Part of the problem of being an introvert who loves my dog more than I love most people is that it’s really difficult to meet potential dates out in the world. I don’t really go “out” places, and when I do venture forth from my home, I’m pretty sure I have my resting bitch face on. I don’t mean to, but if I’m at the grocery store or the gym, I’m just trying to get stuff done so that I can go back home. This has always been the allure of online dating; I can scroll through numerous pictures and profiles, converse with people without brushing my hair, and not have that awkward in real life fumbling until we’ve at least established some basic commonalities.
Recently, I ventured back onto OKcupid; this latest try lasted about four days. I was talking to five different guys. One of those conversations had moved over to Facebook Messenger so that he could send me pictures from his recent trip to Alaska. I was making many matches, and I was gaining plenty of admirers (duh). Here was the problem – I didn’t care to invest any amount of time getting to know any of the guys I was talking to, and I was beginning to resent the call on my time that having to message them back was taking. When I would be notified that I had made a match with someone, or when a guy responded to me, I had no excitement whatsoever. In the past, when I first met Dan or Jay on OKC, I would get total butterflies when they messaged. I couldn’t wait to get online and see what they said! With this latest round of guys, I’d get the notification that I’d received a new message, and I’d delete it and think, “Yeah, yeah, I’ll get to it later.”
And it wasn’t just this time around. The past few times that I have tried online dating, I’ve had no interest in actually pursuing anything.
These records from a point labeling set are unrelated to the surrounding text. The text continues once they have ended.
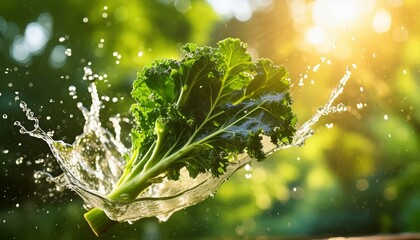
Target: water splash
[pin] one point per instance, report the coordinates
(93, 164)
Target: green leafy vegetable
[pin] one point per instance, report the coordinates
(199, 113)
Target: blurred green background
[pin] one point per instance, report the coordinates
(358, 175)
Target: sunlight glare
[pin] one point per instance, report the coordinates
(335, 13)
(381, 21)
(315, 35)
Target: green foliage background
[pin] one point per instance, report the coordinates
(359, 177)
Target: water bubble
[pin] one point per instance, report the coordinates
(68, 52)
(23, 105)
(341, 107)
(19, 161)
(39, 161)
(247, 167)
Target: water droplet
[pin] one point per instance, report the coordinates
(68, 52)
(341, 107)
(19, 161)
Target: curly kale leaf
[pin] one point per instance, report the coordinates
(201, 111)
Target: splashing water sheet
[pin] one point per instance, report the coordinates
(93, 164)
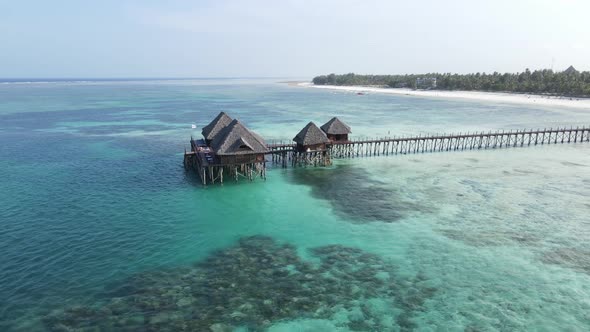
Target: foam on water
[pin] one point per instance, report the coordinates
(101, 225)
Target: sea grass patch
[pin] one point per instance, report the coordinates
(255, 284)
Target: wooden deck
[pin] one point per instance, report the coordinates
(449, 142)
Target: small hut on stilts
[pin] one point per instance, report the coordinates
(311, 147)
(337, 132)
(229, 149)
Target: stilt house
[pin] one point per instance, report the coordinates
(236, 144)
(311, 138)
(336, 130)
(209, 132)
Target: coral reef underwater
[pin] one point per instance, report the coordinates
(253, 285)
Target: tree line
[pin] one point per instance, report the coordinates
(567, 83)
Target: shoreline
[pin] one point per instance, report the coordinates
(501, 97)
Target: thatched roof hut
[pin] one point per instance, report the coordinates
(221, 121)
(336, 127)
(236, 139)
(336, 130)
(311, 135)
(570, 70)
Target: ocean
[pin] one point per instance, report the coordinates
(101, 228)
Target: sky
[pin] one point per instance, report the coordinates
(260, 38)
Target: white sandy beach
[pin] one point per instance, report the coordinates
(529, 99)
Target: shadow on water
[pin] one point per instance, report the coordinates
(253, 284)
(574, 258)
(355, 195)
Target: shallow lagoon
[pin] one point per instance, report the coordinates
(100, 223)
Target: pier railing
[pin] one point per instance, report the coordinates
(448, 142)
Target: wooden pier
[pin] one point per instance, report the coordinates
(438, 143)
(229, 149)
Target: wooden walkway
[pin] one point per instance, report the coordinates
(448, 142)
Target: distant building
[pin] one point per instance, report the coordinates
(570, 70)
(426, 83)
(336, 130)
(311, 138)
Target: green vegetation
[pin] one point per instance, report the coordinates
(566, 83)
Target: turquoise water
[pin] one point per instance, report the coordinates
(101, 226)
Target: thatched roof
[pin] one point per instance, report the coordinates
(237, 139)
(570, 70)
(311, 135)
(221, 121)
(336, 127)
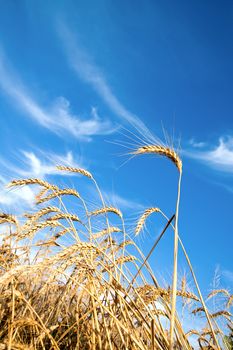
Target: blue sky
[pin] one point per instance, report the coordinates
(80, 80)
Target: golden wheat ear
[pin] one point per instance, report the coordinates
(162, 151)
(142, 219)
(75, 170)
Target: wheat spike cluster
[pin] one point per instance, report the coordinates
(72, 277)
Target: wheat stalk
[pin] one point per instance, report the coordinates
(106, 210)
(75, 170)
(142, 219)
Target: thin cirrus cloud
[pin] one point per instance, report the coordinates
(57, 117)
(220, 157)
(90, 73)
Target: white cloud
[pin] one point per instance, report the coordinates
(220, 157)
(88, 72)
(120, 202)
(58, 118)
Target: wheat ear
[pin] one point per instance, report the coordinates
(142, 219)
(163, 151)
(75, 170)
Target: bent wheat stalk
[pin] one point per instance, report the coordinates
(173, 156)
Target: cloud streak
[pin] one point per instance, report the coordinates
(89, 73)
(57, 117)
(31, 166)
(219, 157)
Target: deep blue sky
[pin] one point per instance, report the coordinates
(73, 72)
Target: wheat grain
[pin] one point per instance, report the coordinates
(143, 218)
(106, 210)
(60, 192)
(75, 170)
(35, 181)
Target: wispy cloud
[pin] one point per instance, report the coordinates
(91, 74)
(122, 203)
(219, 157)
(57, 117)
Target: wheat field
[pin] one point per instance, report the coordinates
(74, 278)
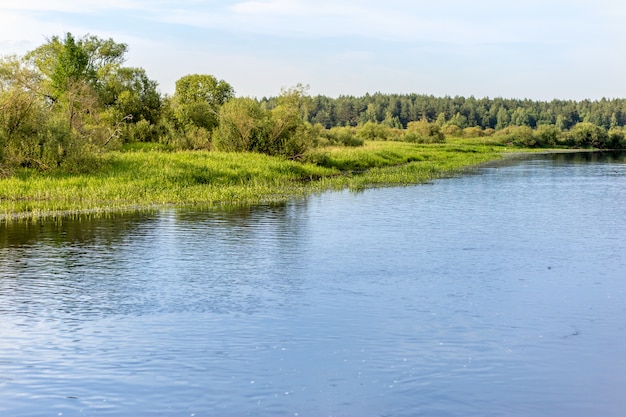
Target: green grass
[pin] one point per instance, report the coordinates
(144, 178)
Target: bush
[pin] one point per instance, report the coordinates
(586, 134)
(423, 132)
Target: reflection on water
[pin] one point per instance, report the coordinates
(492, 294)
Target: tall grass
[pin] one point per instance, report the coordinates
(148, 178)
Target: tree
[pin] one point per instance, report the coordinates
(241, 125)
(198, 99)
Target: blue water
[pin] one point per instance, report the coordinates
(499, 293)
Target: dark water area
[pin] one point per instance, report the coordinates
(500, 293)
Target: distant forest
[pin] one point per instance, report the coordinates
(397, 110)
(65, 103)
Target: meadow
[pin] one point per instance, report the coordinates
(148, 177)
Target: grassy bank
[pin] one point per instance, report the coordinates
(147, 178)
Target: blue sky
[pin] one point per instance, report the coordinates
(535, 49)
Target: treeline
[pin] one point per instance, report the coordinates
(71, 100)
(397, 110)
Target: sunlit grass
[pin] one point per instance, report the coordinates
(148, 178)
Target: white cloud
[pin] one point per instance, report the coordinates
(535, 47)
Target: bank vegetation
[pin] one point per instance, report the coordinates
(80, 132)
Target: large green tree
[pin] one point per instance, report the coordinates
(198, 99)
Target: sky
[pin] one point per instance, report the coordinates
(536, 49)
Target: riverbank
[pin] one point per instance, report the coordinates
(148, 178)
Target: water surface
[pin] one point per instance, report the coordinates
(495, 294)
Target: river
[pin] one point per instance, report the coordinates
(497, 293)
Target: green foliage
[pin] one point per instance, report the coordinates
(585, 134)
(423, 132)
(198, 98)
(374, 131)
(343, 136)
(242, 123)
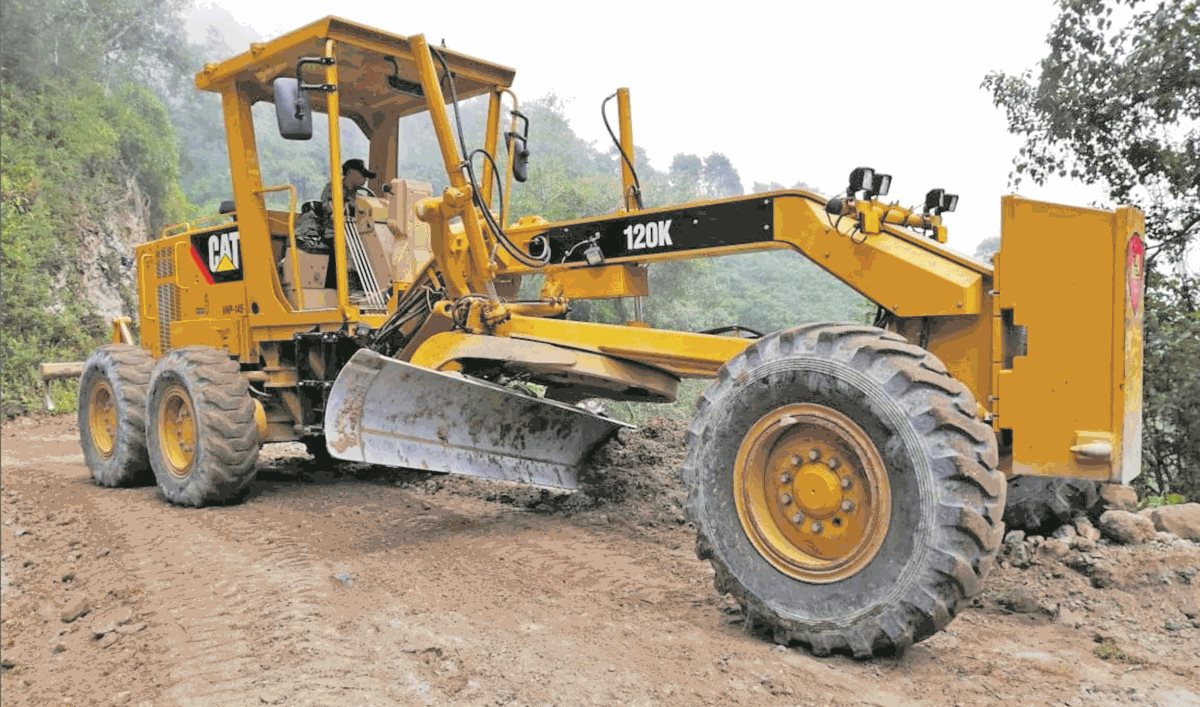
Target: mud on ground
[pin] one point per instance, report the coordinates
(354, 585)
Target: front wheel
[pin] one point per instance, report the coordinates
(201, 429)
(843, 489)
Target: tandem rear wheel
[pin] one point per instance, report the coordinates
(843, 489)
(202, 435)
(112, 414)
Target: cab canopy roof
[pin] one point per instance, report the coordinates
(364, 63)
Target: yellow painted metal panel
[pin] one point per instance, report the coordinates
(1062, 273)
(609, 281)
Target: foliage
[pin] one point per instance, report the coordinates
(1161, 501)
(76, 130)
(1116, 102)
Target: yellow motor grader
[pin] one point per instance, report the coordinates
(846, 480)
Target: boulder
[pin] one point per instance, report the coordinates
(1084, 528)
(1183, 520)
(1065, 533)
(1127, 528)
(1119, 497)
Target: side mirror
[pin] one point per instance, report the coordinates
(292, 109)
(519, 149)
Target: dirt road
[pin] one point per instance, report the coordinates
(361, 587)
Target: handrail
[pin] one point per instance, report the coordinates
(185, 226)
(292, 237)
(508, 177)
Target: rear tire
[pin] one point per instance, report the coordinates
(936, 504)
(201, 432)
(112, 414)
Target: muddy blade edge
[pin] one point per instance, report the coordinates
(387, 412)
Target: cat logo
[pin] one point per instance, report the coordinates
(217, 256)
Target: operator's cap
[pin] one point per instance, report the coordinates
(355, 163)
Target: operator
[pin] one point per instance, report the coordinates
(313, 231)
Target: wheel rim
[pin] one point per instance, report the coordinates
(811, 492)
(102, 418)
(177, 431)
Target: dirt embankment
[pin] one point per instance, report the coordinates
(355, 585)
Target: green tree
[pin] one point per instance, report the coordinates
(1116, 102)
(82, 136)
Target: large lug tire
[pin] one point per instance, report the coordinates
(869, 437)
(112, 414)
(1039, 504)
(201, 431)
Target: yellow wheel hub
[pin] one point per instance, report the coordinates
(811, 492)
(177, 431)
(102, 418)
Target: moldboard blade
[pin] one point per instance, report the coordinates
(387, 412)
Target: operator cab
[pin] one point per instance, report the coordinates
(339, 91)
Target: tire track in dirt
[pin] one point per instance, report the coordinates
(244, 607)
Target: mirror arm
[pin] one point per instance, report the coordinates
(318, 61)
I’m looking because I feel like I should be looking, like I should be making some kind of effort to meet guys. The last time I went on a date from an online site was over a year ago. Granted, I was dating Dan again from August through New Year’s, but we’re at the end of July, and I haven’t set up even one date. Every person seems to say, “Oh, it’ll happen when you stop looking, when you least expect it.” Please provide to me an example of how that is true for any other aspect of life. How often do people find new jobs when they’re not looking for them? How often do people find their dream home when they’re not looking? I get that you can be offered a job that you weren’t looking for, but typically, in any other area of life, the advice is to not give up, to not stop looking until you find the right fit. I get that love has it’s own rules, and doesn’t play out like other areas of life, but come on!
I disabled my OKcupid account on Sunday because I just couldn’t work up the energy to be excited about anyone I was talking to. Had I talked to every guy on OKC? Of course not! Had I even talked to every guy that I had matched with? Of course not! But just thinking about making the effort to get dolled up to go on a date, or even a series of dates if there was a connection, made me so tired that I wanted to take a nap. I just want to naturally find someone who immediately makes me laugh and just fits well into my life. That may be too much to ask, but I’m asking. The worst the Universe can say is “no,” and then I’m no worse off from where I am now, which really isn’t bad at all.